Pada masa sekarang, prakteknya
pun sama saja tak ubahnya saat di Yunani dan Romawi Kuno. Tidak mudah untuk
mewakili rakyat, simpelnya tidak ada rakyat biasa yang bisa mewakili rakyat
biasa lainnya, mereka memerlukan sesuatu yang bisa membedakan, yaitu modal. Tepatnya
uang.
Demokrasi modern yang diwakili
oleh pemilu, bagi mereka hanya menjadi demokrasi semu saja. Dalam artikel bab
dua yang berjudul “Mengapa Demokrasi Perwakilan Bukanlah Demokrasi?”, disitu
tertulis jika sistem tersebut menopang kekuasaan dengan memojokkan masyarakat
luas, dengan cara yang sama yaitu “mengatasnamakan orang banyak” padahal tidak
ada otonomi diantara rakyat yang tentunya haus akan keadilan.
Demokrasi langsung.
“Dalam demokrasi langsung semua
proses pengambilan keputusan diselenggarakan dari bawah.” Penggalan kalimat
tersebut muncul pada bab pertama, yaitu “Demokrasi Langsung: Sebuah Alternatif
Anti-Otoritarian”.
Seperti yang telah kalian baca,
demokrasi perwakilan mengedepankan wakil atau representasi, tetapi dalam
demokrasi langsung yang ada hanyalah delegasi. Perbedaannya jika representasi
sudah tidak bisa diganti lagi setelah pemilu selesai digulirkan, delegasi dapat
di-recall atau diganti oleh pemberi mandat jika delegasi tidak menjalankan
fungsinya dengan benar.
Perbedaan mendasar yang lain ada
pada pengambilan keputusan, saat representasi bisa ikut dalam mengambil
keputusan apa saja, demokrasi langsung – dalam hal ini delegasi hanya dipilih
untuk melaksanakan keputusan tertentu saja.
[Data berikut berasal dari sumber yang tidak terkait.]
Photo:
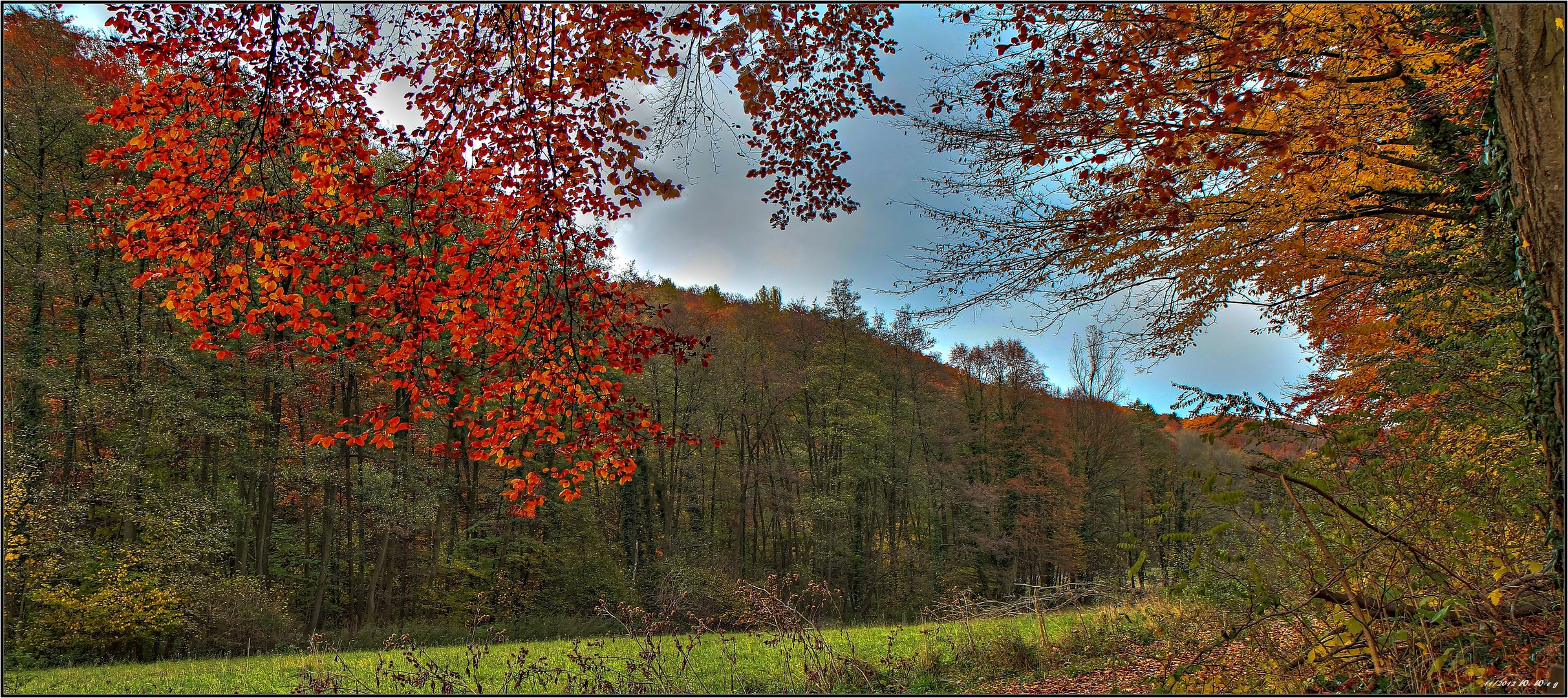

Menyenangkan membayangkan jika
demokrasi langgsung dapat membuang pemikiran kita jika “kinerjanya ngga bagus, kita ngga usah pilih dia lagi pemilu nanti”.
Perbedaan lainnya ada pada
penentuan nasib, dalam demokrasi perwakilan, semua orang di DPR memiliki
kekuasaan yang hampir mutlak dalam menentukan nasib masyarakat. Tetapi dalam
demokrasi langsung sistem pengambilan keputusan dilangsungkan dari bawah, baik
menggunakan voting maupun
alternatifnya.
Secara umum demokrasi langsung
memiliki sistem politik yang terdesentrasilisasi, berbeda dengan demokrasi
perwakilan yang keputusannya sangat tersentralistik dan hirarkis. Network of friends menjadikan demokrasi langsung sebagai perangkat untuk
menciptakan negara yang lebih terdesentraslisasi, dengan jaringan sosial yang
tidak hirarkis dan tidak otoritarian.
Realistis atau tidak?
Demokrasi langsung mungkin
merupakan dambaan, bagi mereka yang suaranya tidak pernah didengar dan
dipikirkan. Tetapi sejujurnya mengubah sistem politik bukan hal yang mudah,
reformasi akan memakan waktu yang sangat lama karena banyaknya orang yang persistent akan sikap mereka yang
antipati. Revolusi juga bukan merupakan pilihan yang bijak, revolusi
membutuhkan pengorbanan, baik tenaga maupun darah, dan kata tersebut bukan kata
yang pantas dipermainkan maknanya.
Setelah membaca keseluruhan
dokumen digital tersebut, network of
friends saya rasa kurang fokus dalam memprioritaskan wacana alternatif demokrasi
yang sebenarnya lebih ingin didengar oleh masyarakat. Dari keempat tulisan yang
mereka kumpulkan, praktis hanya satu tulisan saja yang bercerita tentang
demokrasi langsung, sisa tulisan lainnya hanya mengkritisi wacana otoritarian
yang masuk dalam sistem demokrasi perwakilan.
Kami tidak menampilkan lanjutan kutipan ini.